Windows 8. Regrets, I've Had A Few...


I have to report, the road  to Windows 8 has not been a smooth journey. There's much to like about Microsoft's new OS but the whole experience has left me feeling rather as if I'm the only person in this place to have actually upgraded to it.

First there was the great Firefox debacle - the badly documented fact that Firefox doesn't support Windows 8 (and, by the way, Chrome doesn't support Windows RT) only came to light after I had gone on a long journey to find out why Skype had stopped working. It's stopped working again but this time around I simply can't be bothered. I'm using the iPad for that instead.

Now Explorer, by no means my browser of choice, has also stopped working and I don't know what to do. There's no obvious option to repair or reinstall it. You can almost hear Barney's whiny Midwestern sing-song, 'Heyy, li'l guy! That's under the bonnet! You don't wanna go snoopin' around under the bonnet!' The support forums for Windows 8 have each got four or five topics on them, as if there are only about a hundred people in the world using this software. Microsoft support is so hard to find (particularly with a half-broken browser), I've just given up and installed Chrome.

The great selling point for Windows 8 is that it's touch enabled. If you've found yourself habitually reaching out to swipe a laptop screen, you'll appreciate the fact that you can now do it and have something happen. All of the great versions of Windows have had a 'raison d'etre' - Windows 3.0 sealed Microsoft's outright leadership not only of the OS market but of the application market, by breaking the DOS 640k barrier and simultaneously leading competitors to develop for OS/2. Windows NT didn't break. And Windows 7 wasn't  Vista.

With that in mind, Windows 8's great USP is touch, but it hedges its bets with a desktop. So you have, effectively, two interfaces - the 'Metro' swipey interface and a desktop interface that isn't quite so touch friendly. So don't go putting that mouse on Dubizzle quite yet.

There are some parts of Windows 8 that really work. It's more intuitive and things are generally where you'd expect to find 'em. There's very little 'getting started' help - I had to Google how to close an app (a much clunkier gesture than Apple's) because there was nobody from MS telling you. Likewise, the relationship between the Metro interface and Desktop is something you're left to find out for yourself. Microsoft's Mail app is cool, but won't let you use the Search features within Gmail. It all feels a bit 'give a little, take a little' to tell you the truth.

And this is why I fear for Microsoft and Windows 8. If there were a major, mass-market interface competitor (if Google were hardcore about Chrome OS), this would be a very dangerous time indeed for Microsoft.

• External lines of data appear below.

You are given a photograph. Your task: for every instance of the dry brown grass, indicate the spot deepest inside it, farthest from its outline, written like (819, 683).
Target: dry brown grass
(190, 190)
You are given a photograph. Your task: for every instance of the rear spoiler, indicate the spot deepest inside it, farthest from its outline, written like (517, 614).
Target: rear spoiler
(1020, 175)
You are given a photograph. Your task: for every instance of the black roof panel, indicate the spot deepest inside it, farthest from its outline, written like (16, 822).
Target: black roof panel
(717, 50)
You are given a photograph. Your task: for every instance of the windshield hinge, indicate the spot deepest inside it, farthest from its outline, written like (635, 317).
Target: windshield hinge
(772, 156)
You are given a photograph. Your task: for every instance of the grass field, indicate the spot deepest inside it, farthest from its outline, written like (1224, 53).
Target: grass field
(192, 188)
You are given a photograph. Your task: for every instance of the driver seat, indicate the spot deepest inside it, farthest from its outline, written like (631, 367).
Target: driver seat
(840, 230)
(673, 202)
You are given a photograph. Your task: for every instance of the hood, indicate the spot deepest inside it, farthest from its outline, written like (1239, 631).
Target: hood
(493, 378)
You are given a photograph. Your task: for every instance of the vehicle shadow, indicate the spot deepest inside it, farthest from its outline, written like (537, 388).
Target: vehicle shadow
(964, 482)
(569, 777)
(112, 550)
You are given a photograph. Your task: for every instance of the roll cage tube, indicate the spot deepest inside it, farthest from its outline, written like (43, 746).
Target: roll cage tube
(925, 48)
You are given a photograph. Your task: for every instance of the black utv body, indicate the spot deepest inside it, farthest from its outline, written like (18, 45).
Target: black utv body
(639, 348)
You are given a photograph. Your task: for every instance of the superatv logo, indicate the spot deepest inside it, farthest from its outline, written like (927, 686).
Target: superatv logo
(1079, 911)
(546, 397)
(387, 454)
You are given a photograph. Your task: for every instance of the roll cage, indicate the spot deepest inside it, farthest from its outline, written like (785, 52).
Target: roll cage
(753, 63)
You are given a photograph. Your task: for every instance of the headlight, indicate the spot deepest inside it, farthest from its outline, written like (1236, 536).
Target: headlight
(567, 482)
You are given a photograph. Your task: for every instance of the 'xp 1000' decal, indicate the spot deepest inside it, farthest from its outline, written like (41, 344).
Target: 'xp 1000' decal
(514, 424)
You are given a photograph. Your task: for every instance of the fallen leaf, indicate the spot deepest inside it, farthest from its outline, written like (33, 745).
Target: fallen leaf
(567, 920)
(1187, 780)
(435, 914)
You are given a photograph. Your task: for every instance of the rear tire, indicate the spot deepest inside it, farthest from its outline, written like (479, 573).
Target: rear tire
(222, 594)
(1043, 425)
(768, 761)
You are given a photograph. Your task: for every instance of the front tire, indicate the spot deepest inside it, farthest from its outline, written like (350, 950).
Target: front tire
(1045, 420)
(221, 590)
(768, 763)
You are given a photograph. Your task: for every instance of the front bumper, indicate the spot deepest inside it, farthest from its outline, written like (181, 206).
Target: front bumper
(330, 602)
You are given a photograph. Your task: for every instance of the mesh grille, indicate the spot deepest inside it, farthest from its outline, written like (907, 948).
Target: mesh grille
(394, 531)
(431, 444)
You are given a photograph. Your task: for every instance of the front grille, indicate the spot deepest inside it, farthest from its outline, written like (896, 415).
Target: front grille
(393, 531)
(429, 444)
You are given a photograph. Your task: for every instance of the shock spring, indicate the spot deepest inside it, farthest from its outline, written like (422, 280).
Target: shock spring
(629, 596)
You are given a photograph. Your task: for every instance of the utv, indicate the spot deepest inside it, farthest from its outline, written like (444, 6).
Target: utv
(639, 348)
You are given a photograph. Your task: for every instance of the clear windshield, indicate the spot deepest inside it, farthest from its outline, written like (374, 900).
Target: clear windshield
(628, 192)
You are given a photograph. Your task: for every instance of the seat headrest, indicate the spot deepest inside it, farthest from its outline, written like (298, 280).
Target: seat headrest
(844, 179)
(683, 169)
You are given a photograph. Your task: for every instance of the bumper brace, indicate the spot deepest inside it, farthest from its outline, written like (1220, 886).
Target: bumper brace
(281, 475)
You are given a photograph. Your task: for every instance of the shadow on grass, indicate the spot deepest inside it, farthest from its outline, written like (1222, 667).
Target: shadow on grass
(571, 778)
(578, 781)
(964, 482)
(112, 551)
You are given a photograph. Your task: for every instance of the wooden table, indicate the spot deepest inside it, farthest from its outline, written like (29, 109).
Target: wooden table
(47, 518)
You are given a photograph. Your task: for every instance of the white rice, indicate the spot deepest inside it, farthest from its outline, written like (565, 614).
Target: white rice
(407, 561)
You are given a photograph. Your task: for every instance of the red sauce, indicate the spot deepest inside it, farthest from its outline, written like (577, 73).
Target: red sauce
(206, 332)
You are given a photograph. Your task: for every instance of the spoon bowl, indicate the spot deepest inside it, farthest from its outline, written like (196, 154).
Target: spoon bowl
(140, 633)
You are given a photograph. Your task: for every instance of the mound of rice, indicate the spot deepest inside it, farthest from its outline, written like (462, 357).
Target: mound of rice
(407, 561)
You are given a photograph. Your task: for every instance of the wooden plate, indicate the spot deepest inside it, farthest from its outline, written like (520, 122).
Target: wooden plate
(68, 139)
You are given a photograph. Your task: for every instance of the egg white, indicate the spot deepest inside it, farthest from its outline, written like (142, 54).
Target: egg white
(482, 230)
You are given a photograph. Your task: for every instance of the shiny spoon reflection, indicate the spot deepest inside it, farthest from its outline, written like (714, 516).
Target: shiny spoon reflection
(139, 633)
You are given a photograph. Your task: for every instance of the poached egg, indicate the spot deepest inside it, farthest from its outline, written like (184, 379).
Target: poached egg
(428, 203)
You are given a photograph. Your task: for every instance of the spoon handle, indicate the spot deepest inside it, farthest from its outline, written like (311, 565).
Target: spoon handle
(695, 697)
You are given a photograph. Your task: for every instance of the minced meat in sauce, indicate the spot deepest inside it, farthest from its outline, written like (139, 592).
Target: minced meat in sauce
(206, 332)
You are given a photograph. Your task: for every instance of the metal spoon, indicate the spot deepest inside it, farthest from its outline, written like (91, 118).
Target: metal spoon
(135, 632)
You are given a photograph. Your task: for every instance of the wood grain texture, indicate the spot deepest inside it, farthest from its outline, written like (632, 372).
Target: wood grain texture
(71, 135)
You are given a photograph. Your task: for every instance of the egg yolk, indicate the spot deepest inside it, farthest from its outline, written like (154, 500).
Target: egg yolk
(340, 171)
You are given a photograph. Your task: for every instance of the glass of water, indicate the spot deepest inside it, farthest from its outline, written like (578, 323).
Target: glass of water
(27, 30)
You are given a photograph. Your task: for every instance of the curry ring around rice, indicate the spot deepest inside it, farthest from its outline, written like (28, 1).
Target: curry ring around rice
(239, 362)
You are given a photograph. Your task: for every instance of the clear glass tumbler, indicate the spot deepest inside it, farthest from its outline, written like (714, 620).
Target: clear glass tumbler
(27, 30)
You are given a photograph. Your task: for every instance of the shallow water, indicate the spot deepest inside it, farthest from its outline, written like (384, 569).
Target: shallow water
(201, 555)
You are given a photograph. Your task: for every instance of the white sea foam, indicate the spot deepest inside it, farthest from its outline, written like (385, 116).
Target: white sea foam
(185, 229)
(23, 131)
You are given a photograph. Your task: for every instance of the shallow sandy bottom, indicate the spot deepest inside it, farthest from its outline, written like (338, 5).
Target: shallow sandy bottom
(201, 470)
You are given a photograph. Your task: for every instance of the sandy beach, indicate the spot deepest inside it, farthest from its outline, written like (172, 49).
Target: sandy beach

Windows 8 is an inflection point - and inflection points in technology are always terribly dangerous times. We're locked into technology by familiarity, and the greater our investment in an interface, the greater our 'stickiness' as users is. When you ask me to relearn that interface, you're asking me to go through the same pain barrier as deserting you and going with another provider.

The trouble with Windows 8 is it's a halfway house. The next version of Windows will have to complete the move to touch and finally junk the desktop, because Windows needs to do something huge, not something whimpery and tentative. That means applications written for touch - and there are very few of those out there right now outside games and the like. At this rate of adoption, developers won't be leaping to embrace Windows 8, either.

Having moved to Windows 8, I would probably counsel anyone thinking about it to stick with Windows 7. The pain of the move has been infinitely greater than any benefits I have gained. If that's the feedback from other users, the already reportedly slow adoption of Windows 8 is not going to speed up anytime soon.

I never thought I'd see the day, but Microsoft looks extremely vulnerable right now.